ちなみに一回の跳躍で作れる気力の足場の数はレベルと同数なので、現在愛衣は空中で二度ジャンプする事ができる。
「私は気付いたらやってたから驚きはなかったけど、意識して出来てたら、初めての時はきっと感動できただろうなぁ」
「だろうな。あれはかなりの衝撃映像だったし」
そうして残念そうにする愛衣の頭を撫でながら、前よりもさらに大きくなったカルディナを呼び出した。

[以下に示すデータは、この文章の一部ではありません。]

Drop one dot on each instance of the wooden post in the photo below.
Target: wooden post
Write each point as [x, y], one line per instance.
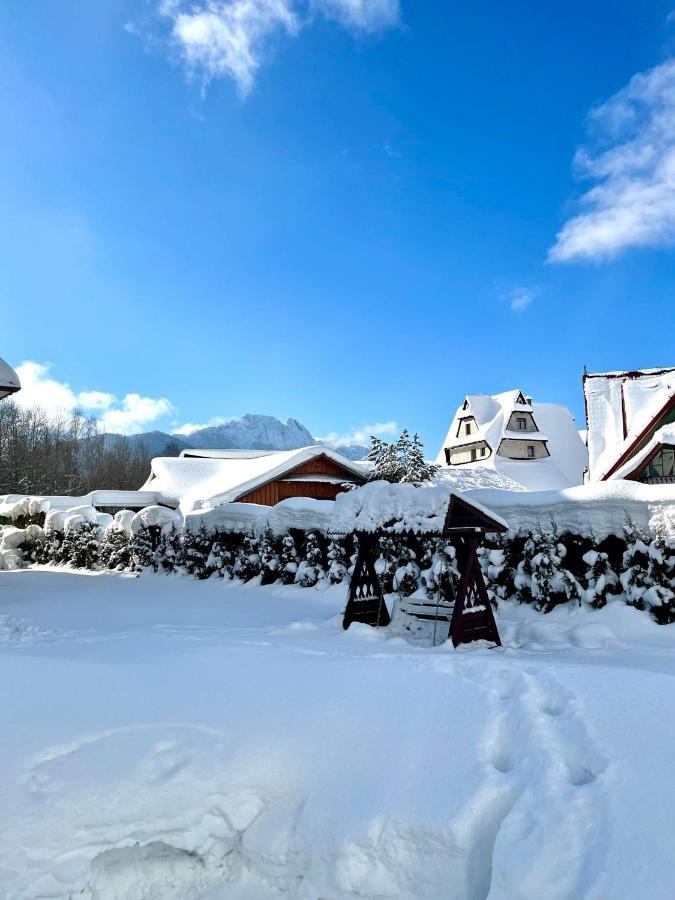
[365, 601]
[472, 617]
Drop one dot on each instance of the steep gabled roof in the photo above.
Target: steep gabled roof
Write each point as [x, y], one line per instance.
[211, 480]
[621, 410]
[9, 380]
[555, 423]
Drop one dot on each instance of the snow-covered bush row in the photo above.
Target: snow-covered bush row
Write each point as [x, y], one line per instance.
[542, 567]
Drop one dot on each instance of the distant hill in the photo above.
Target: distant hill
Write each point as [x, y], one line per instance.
[249, 432]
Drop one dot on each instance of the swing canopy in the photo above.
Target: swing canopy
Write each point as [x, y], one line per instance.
[383, 508]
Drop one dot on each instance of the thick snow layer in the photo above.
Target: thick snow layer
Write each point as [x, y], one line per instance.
[14, 505]
[663, 436]
[204, 483]
[601, 508]
[395, 509]
[184, 740]
[303, 513]
[610, 396]
[9, 380]
[563, 468]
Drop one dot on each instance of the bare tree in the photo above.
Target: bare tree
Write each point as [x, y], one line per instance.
[64, 453]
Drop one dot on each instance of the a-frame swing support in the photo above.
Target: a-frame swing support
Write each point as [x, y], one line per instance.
[472, 615]
[365, 601]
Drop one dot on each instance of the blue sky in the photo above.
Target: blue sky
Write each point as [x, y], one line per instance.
[340, 210]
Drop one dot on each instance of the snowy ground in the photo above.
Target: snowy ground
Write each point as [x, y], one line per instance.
[168, 739]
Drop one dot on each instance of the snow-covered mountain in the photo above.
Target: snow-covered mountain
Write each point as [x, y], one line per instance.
[252, 432]
[249, 432]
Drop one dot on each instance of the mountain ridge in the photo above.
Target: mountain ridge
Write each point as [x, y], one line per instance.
[248, 432]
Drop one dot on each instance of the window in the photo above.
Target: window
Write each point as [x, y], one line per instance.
[662, 466]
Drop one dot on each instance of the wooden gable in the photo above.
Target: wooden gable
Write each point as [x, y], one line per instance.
[291, 484]
[464, 516]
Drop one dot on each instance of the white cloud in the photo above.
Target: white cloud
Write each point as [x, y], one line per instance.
[135, 413]
[228, 38]
[519, 298]
[632, 160]
[362, 15]
[361, 435]
[132, 413]
[188, 428]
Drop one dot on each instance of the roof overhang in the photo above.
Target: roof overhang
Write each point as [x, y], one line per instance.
[9, 380]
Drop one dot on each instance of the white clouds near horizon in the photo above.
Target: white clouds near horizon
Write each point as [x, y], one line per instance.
[631, 159]
[130, 414]
[229, 38]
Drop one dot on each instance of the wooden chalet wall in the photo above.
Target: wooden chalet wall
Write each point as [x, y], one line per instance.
[281, 489]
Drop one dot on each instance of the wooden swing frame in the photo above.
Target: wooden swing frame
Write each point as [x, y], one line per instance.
[472, 616]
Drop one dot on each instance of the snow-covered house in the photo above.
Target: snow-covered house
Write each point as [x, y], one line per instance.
[631, 425]
[537, 446]
[202, 479]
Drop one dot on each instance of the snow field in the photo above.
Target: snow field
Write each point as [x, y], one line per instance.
[170, 739]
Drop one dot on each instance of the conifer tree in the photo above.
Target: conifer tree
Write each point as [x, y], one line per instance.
[407, 575]
[115, 550]
[311, 570]
[386, 563]
[599, 578]
[83, 545]
[220, 560]
[635, 579]
[270, 564]
[168, 550]
[337, 561]
[247, 559]
[142, 550]
[289, 559]
[441, 577]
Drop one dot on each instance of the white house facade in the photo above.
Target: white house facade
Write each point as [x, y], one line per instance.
[537, 445]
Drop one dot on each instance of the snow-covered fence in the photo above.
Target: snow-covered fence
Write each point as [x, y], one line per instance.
[541, 563]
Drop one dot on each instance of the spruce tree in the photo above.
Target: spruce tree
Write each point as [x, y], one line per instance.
[289, 559]
[441, 577]
[386, 563]
[247, 559]
[407, 575]
[142, 550]
[337, 561]
[599, 579]
[311, 570]
[84, 546]
[220, 560]
[635, 578]
[115, 550]
[270, 563]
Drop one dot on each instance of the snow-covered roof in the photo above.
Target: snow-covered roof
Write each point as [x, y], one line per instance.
[205, 482]
[661, 437]
[398, 509]
[9, 380]
[13, 505]
[619, 407]
[555, 425]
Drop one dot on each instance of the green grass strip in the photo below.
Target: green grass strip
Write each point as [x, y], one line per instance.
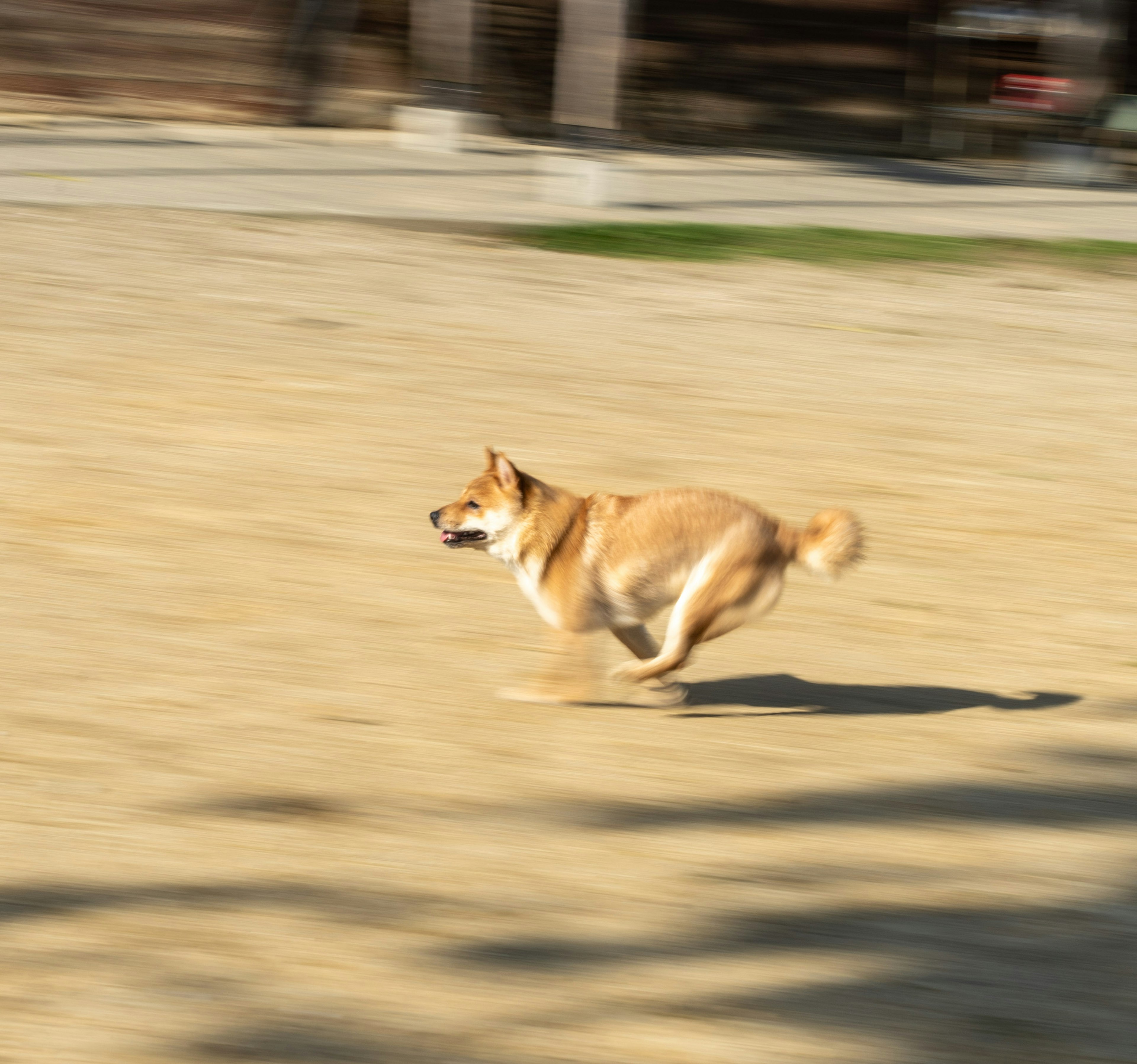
[704, 244]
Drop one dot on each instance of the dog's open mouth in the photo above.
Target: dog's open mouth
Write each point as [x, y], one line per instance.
[469, 536]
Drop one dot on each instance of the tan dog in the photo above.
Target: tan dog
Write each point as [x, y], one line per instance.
[617, 561]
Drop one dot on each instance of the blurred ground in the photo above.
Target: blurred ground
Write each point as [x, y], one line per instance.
[357, 172]
[261, 804]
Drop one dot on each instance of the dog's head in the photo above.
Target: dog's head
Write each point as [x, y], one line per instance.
[489, 509]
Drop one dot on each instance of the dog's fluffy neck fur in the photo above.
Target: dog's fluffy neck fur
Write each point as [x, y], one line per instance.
[551, 515]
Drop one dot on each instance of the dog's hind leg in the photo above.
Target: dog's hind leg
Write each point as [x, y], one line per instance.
[637, 639]
[640, 642]
[717, 599]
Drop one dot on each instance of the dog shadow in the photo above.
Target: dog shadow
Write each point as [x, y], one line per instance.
[783, 694]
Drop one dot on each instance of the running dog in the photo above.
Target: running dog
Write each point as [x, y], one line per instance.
[613, 562]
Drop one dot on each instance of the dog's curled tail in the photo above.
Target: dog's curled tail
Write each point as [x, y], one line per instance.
[833, 541]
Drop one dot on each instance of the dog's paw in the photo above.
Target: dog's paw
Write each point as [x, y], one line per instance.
[662, 696]
[630, 672]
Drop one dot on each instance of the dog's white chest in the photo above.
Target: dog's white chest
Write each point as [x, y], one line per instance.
[529, 580]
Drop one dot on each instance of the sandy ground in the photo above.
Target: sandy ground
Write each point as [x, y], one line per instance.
[260, 802]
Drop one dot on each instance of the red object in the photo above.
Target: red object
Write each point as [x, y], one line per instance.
[1032, 92]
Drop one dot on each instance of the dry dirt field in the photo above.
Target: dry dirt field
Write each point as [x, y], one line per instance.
[261, 804]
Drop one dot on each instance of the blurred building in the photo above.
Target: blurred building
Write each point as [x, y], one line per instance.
[876, 75]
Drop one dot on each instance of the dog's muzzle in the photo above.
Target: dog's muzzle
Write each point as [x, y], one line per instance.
[470, 536]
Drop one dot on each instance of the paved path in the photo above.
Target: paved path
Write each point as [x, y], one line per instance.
[363, 173]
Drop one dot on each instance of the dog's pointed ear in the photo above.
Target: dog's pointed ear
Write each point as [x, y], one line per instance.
[506, 472]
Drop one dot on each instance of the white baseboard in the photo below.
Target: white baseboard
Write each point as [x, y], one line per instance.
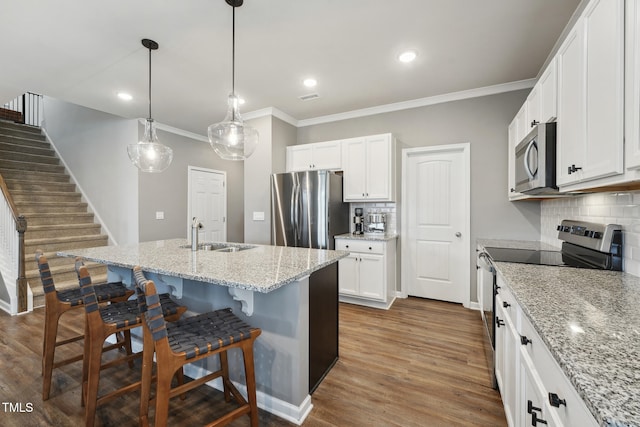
[280, 408]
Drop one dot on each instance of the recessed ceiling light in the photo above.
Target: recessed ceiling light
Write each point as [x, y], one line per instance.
[407, 56]
[125, 96]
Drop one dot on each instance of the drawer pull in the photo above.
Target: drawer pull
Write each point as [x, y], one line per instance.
[524, 340]
[535, 420]
[555, 401]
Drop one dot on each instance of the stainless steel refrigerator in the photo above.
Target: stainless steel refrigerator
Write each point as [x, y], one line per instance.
[307, 209]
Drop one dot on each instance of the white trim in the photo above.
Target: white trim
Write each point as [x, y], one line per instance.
[271, 111]
[177, 131]
[189, 216]
[421, 102]
[96, 214]
[465, 148]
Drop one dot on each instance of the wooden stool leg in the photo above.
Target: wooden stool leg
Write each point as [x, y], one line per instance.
[247, 355]
[49, 349]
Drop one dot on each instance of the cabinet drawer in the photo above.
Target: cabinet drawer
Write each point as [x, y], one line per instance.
[364, 246]
[573, 411]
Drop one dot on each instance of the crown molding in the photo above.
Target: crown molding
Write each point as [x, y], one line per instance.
[421, 102]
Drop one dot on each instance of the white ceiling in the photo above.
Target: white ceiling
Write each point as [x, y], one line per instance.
[85, 51]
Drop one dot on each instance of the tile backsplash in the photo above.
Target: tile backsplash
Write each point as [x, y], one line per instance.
[389, 209]
[609, 208]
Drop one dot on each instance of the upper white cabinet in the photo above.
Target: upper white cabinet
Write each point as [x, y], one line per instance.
[590, 95]
[632, 85]
[369, 165]
[320, 155]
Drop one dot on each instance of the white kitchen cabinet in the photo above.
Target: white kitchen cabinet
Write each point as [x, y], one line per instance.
[367, 275]
[369, 165]
[316, 156]
[632, 85]
[590, 96]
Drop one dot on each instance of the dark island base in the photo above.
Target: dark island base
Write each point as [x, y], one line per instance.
[323, 323]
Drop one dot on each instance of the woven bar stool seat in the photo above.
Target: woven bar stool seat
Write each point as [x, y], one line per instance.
[56, 304]
[103, 321]
[189, 340]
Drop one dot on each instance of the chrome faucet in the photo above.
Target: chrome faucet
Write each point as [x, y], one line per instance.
[195, 228]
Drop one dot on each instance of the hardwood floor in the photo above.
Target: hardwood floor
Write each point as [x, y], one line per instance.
[419, 364]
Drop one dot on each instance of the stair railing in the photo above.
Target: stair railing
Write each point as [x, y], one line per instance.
[27, 107]
[12, 261]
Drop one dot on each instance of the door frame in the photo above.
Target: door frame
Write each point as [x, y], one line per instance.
[189, 187]
[465, 149]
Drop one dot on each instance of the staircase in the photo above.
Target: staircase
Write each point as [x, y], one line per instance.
[57, 218]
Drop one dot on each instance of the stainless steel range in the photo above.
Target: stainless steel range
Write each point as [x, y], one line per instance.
[584, 245]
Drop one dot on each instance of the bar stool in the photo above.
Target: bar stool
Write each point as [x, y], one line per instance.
[56, 304]
[189, 340]
[100, 323]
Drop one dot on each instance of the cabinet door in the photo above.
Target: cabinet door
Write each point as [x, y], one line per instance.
[299, 158]
[348, 275]
[571, 105]
[327, 155]
[604, 31]
[548, 93]
[354, 169]
[372, 276]
[379, 161]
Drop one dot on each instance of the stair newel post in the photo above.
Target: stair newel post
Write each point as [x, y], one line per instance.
[21, 281]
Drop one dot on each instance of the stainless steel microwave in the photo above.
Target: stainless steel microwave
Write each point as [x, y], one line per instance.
[535, 163]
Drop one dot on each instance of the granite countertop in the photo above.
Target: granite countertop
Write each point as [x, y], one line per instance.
[262, 268]
[590, 321]
[369, 236]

「カルディナちゃんも体のレベルが上がって、かなり立派になったね」
「ああ、かっこいいぞカルディナ」
「ピィッ!」
「いてっ。あれ、なんで怒っているんだ? 俺は褒めたんだぞ?」
かっこいいと言った竜郎に、カルディナは足で軽くキックしてきた。その行為に訳が分からないと狼狽する竜郎に、愛衣はやれやれとため息を吐いた。
「だめだよたつろー。
カルディナちゃんは女の子なんだから、綺麗になったねって言ってあげないと。ねー」
「ピューイ♪」
「えっ、性別とかあったの!?
しかもなんで愛衣は、そんなこと知ってるんだ!?」
「そんなの一緒に居れば解るよねー」
「ピィー」
そもそも魔力体生物の性別などいっさい考えた事のなかった竜郎に、そんなことが解る筈もなかった。
しかしカルディナが雌であるのなら、あの時の愛衣の行動も納得できた。
その行動とは、今まさに愛衣がカルディナに付けているピンクの可愛らしいチョーカーを購入した時の事だ。
カルディナの存在は魔物に近いと気付いた竜郎は、解りやすい印を付けようと考えた。
なのでそれを買いに愛衣と二人で店に行った時、竜郎と意見が割れたのだ。
竜郎は、恰好の良いスカーフを巻きつけたかった。
しかし愛衣は、今の可愛らしいチョーカーの方がいいと言って聞かなかった。
結局竜郎が折れてそちらにしたのだが、正直カルディナは気に入らないだろうと思っていた。
しかしそれを見せたカルディナは大層気に入って、表に出てくる度に付けてくれとせびる様になったのだ。
(そうか……、女の子だったのか)
今更ながら小さな疑念が晴れた竜郎はカルディナに一言謝って、いよいよ集合場所に向けて歩き出したのだった。